Un idealista, penseranno in tanti. Fatto sta che questa è l’idea che, successivamente, ispirò la City di Milano; la sfida era così ambiziosa che non tardarono a raccoglierla i migliori architetti dell’epoca, a partire dal mitico giapponese Kenzo Tange per finire a Renzo Piano (quello del Ponte di Genova, del Centro Pompidou a Parigi ecc. ecc.), Massimo Pica Ciamarra e Nicola Pagliara, che hanno lasciato nel Centro direzionale la loro firma; se avete qualche amico architetto, pronunciate questi nomi in sua presenza e vedrete se non starà almeno 10 minuti con sguardo trasognante prossimo all’estasi!
Fino al 2010, la Torre Telecom che è posta all’inizio del complesso, alta appena, per modo di dire, 129 metri, è stata il grattacielo più alto di Italia; ora si assesta (solo) al nono posto (i primi otto sono tra Milano e Torino).
La domanda sorge spontanea: può una metropoli come Napoli, sempre giustamente indicata come la capitale del Mediterraneo, correre il rischio di dilapidare un patrimonio, non solo immobiliare ma anche di idee, considerate le energie intellettuali che sono state coinvolte per la sua realizzazione? Ci si può arrendere all’idea che il Centro direzionale si trasformi, progressivamente ma ineluttabilmente, in una scatola vuota a causa del cambiamento delle politiche, delle strategie e delle abitudini lavorative del post Covid-19?

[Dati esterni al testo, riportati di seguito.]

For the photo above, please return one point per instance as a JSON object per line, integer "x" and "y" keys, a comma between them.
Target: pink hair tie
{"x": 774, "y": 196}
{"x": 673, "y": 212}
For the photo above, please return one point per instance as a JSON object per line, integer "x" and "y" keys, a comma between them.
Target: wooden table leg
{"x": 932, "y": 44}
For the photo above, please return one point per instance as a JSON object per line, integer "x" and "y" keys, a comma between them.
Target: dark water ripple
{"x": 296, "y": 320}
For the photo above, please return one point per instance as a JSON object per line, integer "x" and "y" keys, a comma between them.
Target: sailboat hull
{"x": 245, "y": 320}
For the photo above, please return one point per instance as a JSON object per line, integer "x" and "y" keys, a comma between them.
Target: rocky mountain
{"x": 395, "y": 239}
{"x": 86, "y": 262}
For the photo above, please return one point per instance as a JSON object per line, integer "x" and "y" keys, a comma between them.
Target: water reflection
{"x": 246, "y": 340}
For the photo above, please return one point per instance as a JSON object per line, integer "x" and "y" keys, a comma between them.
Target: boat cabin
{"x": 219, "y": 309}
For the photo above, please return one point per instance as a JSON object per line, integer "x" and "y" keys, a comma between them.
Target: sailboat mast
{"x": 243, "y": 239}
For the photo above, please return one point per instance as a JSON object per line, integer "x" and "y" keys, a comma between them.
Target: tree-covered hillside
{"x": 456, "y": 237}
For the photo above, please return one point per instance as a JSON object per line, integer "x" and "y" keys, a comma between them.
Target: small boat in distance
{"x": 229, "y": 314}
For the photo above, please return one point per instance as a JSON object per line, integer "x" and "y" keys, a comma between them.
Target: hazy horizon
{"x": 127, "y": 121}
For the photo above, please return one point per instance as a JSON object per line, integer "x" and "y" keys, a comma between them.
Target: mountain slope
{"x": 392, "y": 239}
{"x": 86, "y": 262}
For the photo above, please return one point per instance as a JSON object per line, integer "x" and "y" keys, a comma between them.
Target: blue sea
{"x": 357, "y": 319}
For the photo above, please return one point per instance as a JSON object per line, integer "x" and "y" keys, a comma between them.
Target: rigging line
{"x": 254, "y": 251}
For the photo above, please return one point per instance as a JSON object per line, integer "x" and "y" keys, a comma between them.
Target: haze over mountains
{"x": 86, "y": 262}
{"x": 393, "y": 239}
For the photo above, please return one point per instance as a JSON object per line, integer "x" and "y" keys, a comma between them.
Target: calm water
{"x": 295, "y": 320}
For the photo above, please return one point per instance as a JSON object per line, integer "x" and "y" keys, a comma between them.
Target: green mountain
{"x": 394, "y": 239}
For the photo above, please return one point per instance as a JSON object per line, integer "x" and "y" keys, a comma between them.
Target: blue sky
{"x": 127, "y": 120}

Strano a dirsi, le elezioni amministrative si avvicinano e nessuno dei candidati sindaci, o presunti tali, si è posto il problema. Purtroppo, a meno di tre mesi dalla tornata elettorale, i partiti sono ancora impelagati nelle candidature, figuriamoci se ci si può aspettare dagli stessi che parlino di programmi; che abbiano una idea di città e di futuro della città è, allo stato, solo una mera utopia.
Di aree urbane irrisolte, purtroppo, Napoli ne ha diverse e da tempo immemore: Bagnoli, l’area orientale, Scampia, solo per citarne alcune. Per non parlare dell’immenso patrimonio immobiliare privato del centro che potrebbe trovare nel superbonus del decreto legge cd. “Rilancio” una occasione unica di riqualificazione; allo stato, di fatto, è ostacolata dai troppi paletti posti dalla norma e dal fatto che la non “esemplarità” sotto l’aspetto urbanistico degli immobili non è, purtroppo, un’eccezione, con conseguente non ammissibilità ai benefici della legge. Senza ipotizzare una fattiva collaborazione con la macchina comunale, quella dell’ecobonus è un’occasione destinata a smaterializzarsi in un nulla di fatto.
Il presidente Mattarella nel suo discorso del 2 giugno ha paragonato i nostri tempi a quelli dei primi anni della Repubblica sottolineando che quello presente “è il tempo di costruire il futuro”; il presidente del Consiglio Mario Draghi, in un suo recente intervento, ha parlato di “una voglia di ricominciare e sprigionare le proprie energie produttive e imprenditoriali, la propria visione del mondo”.
Purtroppo o per fortuna, “futuro” e “visione del mondo” passano attraverso la concretezza delle proposte e della loro successiva attuazione; società civile, futuri sindaci e partiti politici, indipendentemente dall’esito delle urne, non possono permettersi il lusso di bypassare la sfida. L’imperativo è categorico: si “deve” avere un’idea della città in una prospettiva di ampio respiro e non appena elettorale. Pena non il degrado, ma lo sfaldamento progressivo e ineluttabile di ciò che faticosamente ha costituito il collante di una società anche in un periodo difficile come la pandemia, dalla quale speriamo di essere finalmente prossimi all’uscita.